I tried RS component and Communica they didnt have nice buttons and they wanted to take for ever to ship me the 18650 battery holders


----------



## johan (12/8/14)

Shako said:


> I tried RS component and Communica they didnt have nice buttons and they wanted to take for ever to ship me the 18650 battery holders


 
Then you have to import from either the following (many more just google):

http://www.stealthvape.co.uk/electronic-cigarette-mod-parts?sort=pd.name&order=DESC&page=6
http://www.fatdaddyvapes.com/index.html
http://www.digikey.com/product-search/en?vendor=0&keywords=18650+battery+holder
http://www.madvapes.com/diy-parts.html

Reactions: Useful 1


----------



## Shako (12/8/14)

Thanks John. Still trying to find an import that uses a courier company. Stealthvape uses royal mail. Which once took 6 weeks to deliver.


----------



## johan (12/8/14)

Shako said:


> Thanks John. Still trying to find an import that uses a courier company. Stealthvape uses royal mail. Which once took 6 weeks to deliver.


 
One solution; email them and ask for quotes on DHL, FEDEX, UPS and/or TNT. Most will entertain such a request.


----------



## Shako (12/8/14)

Never thought of that. Thanks
I hope it works.


----------



## johan (12/8/14)

Shako said:


> Never thought of that. Thanks
> I hope it works.


 
If you don't come right let us know and we will try and assist.
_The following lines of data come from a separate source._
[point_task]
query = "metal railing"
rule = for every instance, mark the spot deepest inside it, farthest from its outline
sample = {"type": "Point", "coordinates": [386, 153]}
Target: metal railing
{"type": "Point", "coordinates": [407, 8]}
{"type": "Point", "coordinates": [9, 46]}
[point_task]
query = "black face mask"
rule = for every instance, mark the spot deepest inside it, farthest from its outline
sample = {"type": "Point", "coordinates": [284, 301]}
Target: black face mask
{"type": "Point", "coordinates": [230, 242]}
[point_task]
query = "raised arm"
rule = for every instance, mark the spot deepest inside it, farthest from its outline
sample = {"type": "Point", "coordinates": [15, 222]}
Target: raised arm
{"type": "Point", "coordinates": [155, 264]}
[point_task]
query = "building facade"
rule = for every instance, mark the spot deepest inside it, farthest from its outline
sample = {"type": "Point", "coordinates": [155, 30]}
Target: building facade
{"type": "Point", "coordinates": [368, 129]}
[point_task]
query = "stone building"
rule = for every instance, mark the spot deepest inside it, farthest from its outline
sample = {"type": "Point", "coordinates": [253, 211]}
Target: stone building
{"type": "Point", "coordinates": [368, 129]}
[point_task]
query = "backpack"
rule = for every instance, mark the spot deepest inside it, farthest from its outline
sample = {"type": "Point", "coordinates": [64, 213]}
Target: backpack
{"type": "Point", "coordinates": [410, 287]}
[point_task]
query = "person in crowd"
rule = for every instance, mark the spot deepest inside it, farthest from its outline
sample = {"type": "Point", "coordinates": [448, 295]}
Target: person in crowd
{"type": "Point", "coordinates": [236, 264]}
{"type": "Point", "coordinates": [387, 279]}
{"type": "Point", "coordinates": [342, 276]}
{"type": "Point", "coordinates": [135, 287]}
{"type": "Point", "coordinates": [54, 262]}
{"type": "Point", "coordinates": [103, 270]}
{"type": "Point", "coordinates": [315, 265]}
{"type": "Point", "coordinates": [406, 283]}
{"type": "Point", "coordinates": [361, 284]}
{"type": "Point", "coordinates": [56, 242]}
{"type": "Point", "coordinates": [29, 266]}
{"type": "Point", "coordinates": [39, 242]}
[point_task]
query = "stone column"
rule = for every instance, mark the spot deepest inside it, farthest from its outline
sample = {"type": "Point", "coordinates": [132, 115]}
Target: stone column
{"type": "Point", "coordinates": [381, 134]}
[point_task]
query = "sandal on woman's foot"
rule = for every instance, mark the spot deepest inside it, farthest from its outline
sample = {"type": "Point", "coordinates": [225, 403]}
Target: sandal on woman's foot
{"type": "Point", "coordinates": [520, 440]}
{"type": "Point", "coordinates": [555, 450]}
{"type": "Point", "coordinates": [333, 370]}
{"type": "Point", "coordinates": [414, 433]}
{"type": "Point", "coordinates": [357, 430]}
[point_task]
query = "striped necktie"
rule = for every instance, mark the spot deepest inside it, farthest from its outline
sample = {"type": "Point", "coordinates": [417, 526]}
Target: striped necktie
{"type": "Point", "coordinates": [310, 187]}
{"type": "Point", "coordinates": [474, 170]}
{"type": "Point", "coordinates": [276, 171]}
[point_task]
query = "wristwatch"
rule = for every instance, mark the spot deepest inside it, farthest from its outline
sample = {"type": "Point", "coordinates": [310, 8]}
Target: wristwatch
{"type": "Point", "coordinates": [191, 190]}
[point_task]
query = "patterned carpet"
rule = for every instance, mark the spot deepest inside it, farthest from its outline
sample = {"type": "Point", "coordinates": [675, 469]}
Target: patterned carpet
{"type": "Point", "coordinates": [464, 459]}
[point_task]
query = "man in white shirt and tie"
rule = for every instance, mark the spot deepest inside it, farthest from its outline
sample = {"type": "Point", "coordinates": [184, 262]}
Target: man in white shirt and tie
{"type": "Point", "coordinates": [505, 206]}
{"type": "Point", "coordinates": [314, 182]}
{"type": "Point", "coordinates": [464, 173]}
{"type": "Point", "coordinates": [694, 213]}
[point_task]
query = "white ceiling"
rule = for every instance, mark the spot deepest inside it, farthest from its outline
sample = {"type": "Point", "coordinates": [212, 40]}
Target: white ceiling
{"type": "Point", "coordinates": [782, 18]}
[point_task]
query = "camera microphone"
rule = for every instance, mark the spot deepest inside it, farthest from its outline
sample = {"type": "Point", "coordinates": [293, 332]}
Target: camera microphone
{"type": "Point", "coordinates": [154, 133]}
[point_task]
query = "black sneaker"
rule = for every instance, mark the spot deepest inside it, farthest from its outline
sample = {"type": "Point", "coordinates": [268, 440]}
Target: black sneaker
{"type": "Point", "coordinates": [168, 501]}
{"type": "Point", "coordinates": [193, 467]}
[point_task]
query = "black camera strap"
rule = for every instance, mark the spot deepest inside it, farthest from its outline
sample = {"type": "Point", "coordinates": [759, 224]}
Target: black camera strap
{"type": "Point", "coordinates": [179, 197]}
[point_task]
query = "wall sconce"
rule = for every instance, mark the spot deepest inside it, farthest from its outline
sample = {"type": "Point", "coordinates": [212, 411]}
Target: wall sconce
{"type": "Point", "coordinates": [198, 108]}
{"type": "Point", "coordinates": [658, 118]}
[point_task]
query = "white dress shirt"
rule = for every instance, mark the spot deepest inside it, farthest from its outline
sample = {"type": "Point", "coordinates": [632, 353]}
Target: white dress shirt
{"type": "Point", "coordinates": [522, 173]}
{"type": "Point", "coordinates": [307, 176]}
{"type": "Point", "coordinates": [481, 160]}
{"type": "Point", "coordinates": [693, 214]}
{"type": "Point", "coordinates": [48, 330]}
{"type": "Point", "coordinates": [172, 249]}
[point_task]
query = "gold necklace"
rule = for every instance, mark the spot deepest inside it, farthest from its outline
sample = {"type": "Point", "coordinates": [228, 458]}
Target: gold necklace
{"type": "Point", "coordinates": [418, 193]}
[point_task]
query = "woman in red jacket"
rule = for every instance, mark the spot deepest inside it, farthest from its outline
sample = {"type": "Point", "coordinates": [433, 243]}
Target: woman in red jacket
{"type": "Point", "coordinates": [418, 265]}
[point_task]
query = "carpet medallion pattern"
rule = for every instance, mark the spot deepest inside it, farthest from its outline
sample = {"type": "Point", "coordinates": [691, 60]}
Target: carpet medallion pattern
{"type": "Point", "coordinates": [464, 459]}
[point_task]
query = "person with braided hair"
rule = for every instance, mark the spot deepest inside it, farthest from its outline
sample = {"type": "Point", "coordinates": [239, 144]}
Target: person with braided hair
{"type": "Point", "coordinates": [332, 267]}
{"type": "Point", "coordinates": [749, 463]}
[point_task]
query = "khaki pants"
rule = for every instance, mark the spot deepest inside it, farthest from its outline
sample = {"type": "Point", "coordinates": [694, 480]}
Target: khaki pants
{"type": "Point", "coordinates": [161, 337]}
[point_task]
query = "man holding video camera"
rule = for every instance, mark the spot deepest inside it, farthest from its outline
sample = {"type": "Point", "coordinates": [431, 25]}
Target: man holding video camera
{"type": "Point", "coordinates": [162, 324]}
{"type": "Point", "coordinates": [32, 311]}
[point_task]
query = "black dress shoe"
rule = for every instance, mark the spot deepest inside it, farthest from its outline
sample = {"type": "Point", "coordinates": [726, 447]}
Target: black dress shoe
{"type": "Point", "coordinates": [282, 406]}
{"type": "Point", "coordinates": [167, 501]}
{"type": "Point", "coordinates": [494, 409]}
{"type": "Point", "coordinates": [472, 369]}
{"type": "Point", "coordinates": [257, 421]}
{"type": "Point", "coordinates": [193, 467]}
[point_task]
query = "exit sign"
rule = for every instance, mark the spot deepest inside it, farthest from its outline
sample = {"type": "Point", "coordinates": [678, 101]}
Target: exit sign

Reactions: Like 2 | Winner 1


----------



## Shako (12/8/14)

Just got a quote back from stealthvape DHl is £55 per kilo.


----------



## kimbo (12/8/14)

I am looking for a wired 510 local, or will it be more cost effective to brake an old battery?


----------



## johan (12/8/14)

Shako said:


> Just got a quote back from stealthvape DHl is £55 per kilo.


 
Yip courier services are not cheap. What I normally do on electronic purchases is ask my courier to collect at the supplier. You need to open an account with one, it is a 10min process.


----------



## Shako (12/8/14)

@kimbo if you find one locally let me know. I had to brake an old battery


----------



## johan (12/8/14)

kimbo said:


> I am looking for a wired 510 local, or will it be more cost effective to brake an old battery?


 
Rip one out from an old battery, way more cheaper as you have to import, nobody stock them locally.

Reactions: Thanks 1


----------



## huffnpuff (12/8/14)

johan said:


> Rip one out from an old battery, way more cheaper as you have to import, nobody stock them locally.


 
Some bigger retailers "stock" their broken returns ie a dusty box/recycle bin . Maybe work something out?

Reactions: Agree 1


----------



## hands (12/8/14)

http://www.communica.co.za/Catalog/Browse?cId=49dc55d1aa5145f1950c9a4fa2f2e5cb&pS=100&pN=2
don't know if they will work.

Reactions: Like 1


----------